Krefeld : Aegir-Insolvenz stört Nationalteam

Die Insolvenz der Schwimmsportfreunde Aegir Uerdingen hat nun sogar Konsequenzen für die deutsche Wasserball-Nationalmannschaft – zumindest für die der Juniorinnen unter 20 Jahren.

Die Insolvenz der Schwimmsportfreunde Aegir Uerdingen hat nun sogar Konsequenzen für die deutsche Wasserball-Nationalmannschaft — zumindest für die der Juniorinnen unter 20 Jahren.

Das Team wollte am Mittwoch mit einem Lehrgang zur Vorbereitung auf die im kommenden Monat anstehende Juniorinnen-Weltmeisterschaft, die vom 11. bis 17. September im italienischen Triest ausgetragen werden, beginnen. Da das Aegir-Bad am Waldsee nicht zur Verfügung steht, saß das Nationalteam buchstäblich auf dem Trockenen. Der ebenfalls an dem Lehrgang beteiligte Nachbar SV Bayer 08 Uerdingen sprang kurzfristig ein, so dass die Trainingseinheiten mit Verzögerung dann doch noch starten konnten.

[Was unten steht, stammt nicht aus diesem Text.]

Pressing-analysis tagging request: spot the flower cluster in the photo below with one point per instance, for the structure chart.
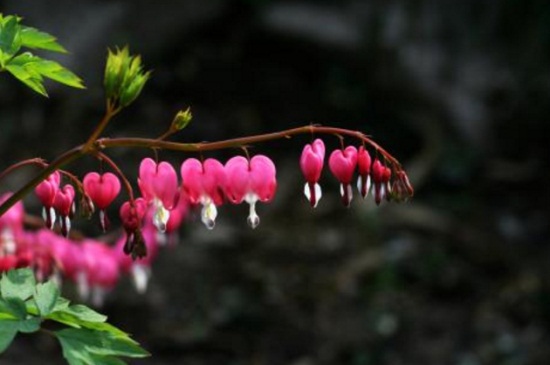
(388, 182)
(153, 218)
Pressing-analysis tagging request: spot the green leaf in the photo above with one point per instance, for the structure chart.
(27, 78)
(33, 38)
(10, 38)
(46, 297)
(17, 283)
(8, 330)
(85, 314)
(89, 346)
(79, 316)
(14, 307)
(56, 72)
(29, 325)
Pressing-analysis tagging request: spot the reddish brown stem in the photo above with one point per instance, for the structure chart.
(15, 166)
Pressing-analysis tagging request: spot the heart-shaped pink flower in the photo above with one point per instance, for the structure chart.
(102, 189)
(342, 165)
(251, 181)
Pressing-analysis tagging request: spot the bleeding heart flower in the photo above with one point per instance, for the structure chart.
(101, 271)
(342, 165)
(64, 205)
(102, 190)
(46, 191)
(132, 214)
(381, 176)
(311, 164)
(363, 166)
(203, 183)
(159, 187)
(251, 181)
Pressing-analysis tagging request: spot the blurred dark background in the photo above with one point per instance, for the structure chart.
(456, 90)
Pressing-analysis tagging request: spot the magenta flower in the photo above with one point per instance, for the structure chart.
(139, 268)
(46, 191)
(251, 181)
(102, 190)
(64, 205)
(342, 165)
(363, 165)
(311, 164)
(203, 183)
(100, 268)
(11, 224)
(381, 177)
(159, 186)
(131, 215)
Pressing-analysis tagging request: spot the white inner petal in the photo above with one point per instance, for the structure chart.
(209, 212)
(82, 285)
(161, 216)
(140, 277)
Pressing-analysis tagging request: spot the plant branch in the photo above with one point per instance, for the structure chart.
(62, 160)
(242, 141)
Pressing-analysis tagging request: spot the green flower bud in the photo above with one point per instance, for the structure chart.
(182, 119)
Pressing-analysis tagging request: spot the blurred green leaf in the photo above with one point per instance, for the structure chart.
(15, 307)
(33, 38)
(46, 297)
(8, 330)
(29, 325)
(56, 72)
(10, 38)
(17, 283)
(26, 67)
(93, 347)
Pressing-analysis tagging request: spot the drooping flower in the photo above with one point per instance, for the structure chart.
(159, 186)
(100, 268)
(363, 166)
(311, 164)
(401, 188)
(46, 191)
(342, 165)
(102, 190)
(132, 214)
(381, 176)
(251, 181)
(11, 224)
(203, 184)
(139, 268)
(64, 205)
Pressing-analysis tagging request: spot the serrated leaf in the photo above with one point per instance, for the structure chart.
(17, 283)
(56, 72)
(29, 325)
(10, 37)
(34, 38)
(15, 307)
(27, 78)
(86, 314)
(45, 297)
(107, 360)
(8, 330)
(98, 343)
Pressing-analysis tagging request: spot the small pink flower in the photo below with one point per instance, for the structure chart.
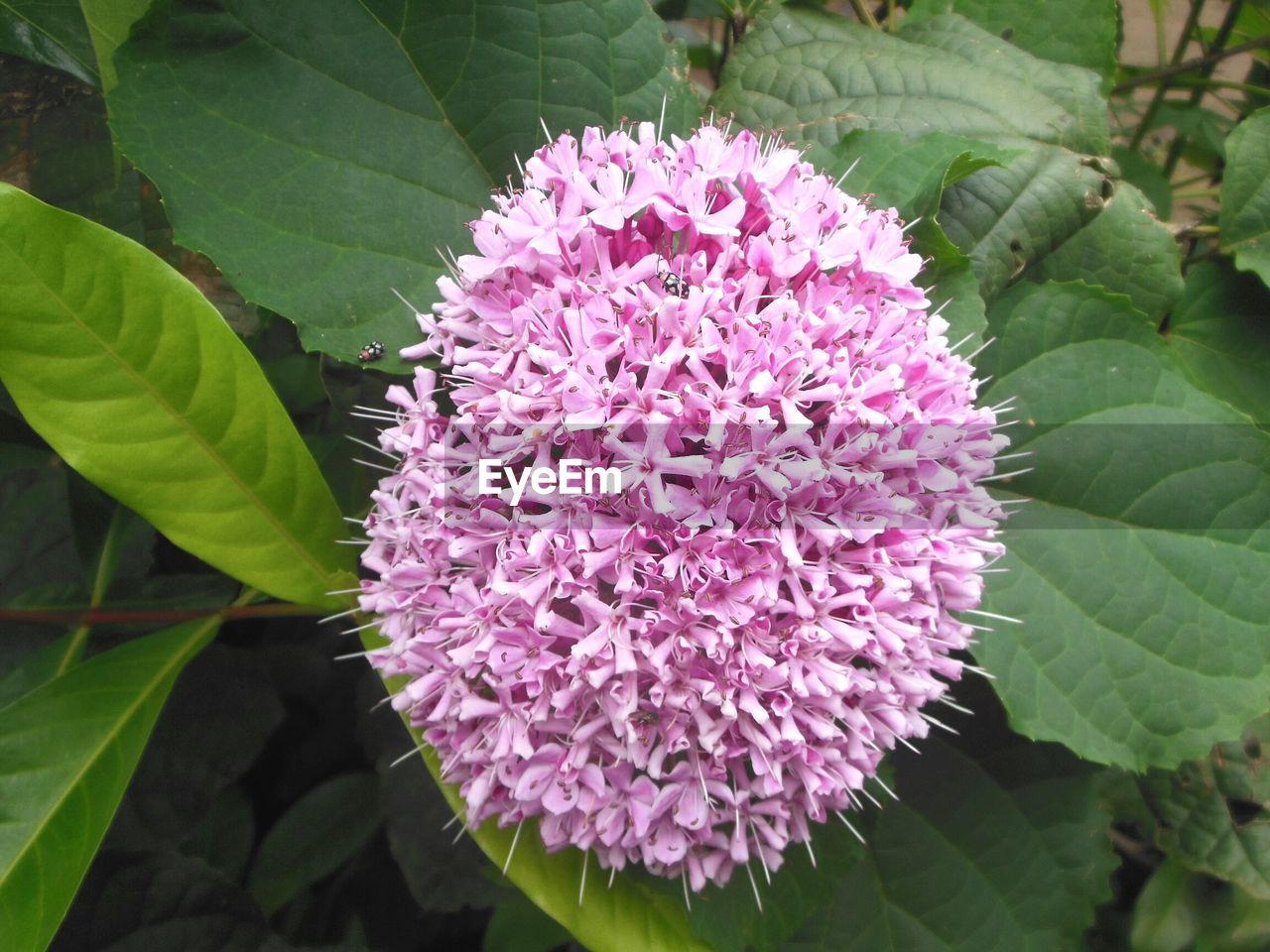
(690, 671)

Seit gut zwei Monaten finden nahezu an jedem Wochenende Lehrgänge der drei Frauen-Nationalmannschaften auf den benachbarten Anlagen der beiden Krefelder Klubs statt. Die beiden Sportstätten am Uerdinger Waldsee mussten dabei auch als Ersatz für das den Sommer über geschlossene Bundeswehr-Schwimmbad in Warendorf herhalten, das schon seit Jahren von den Frauen-Nationalmannschaften genutzt wird.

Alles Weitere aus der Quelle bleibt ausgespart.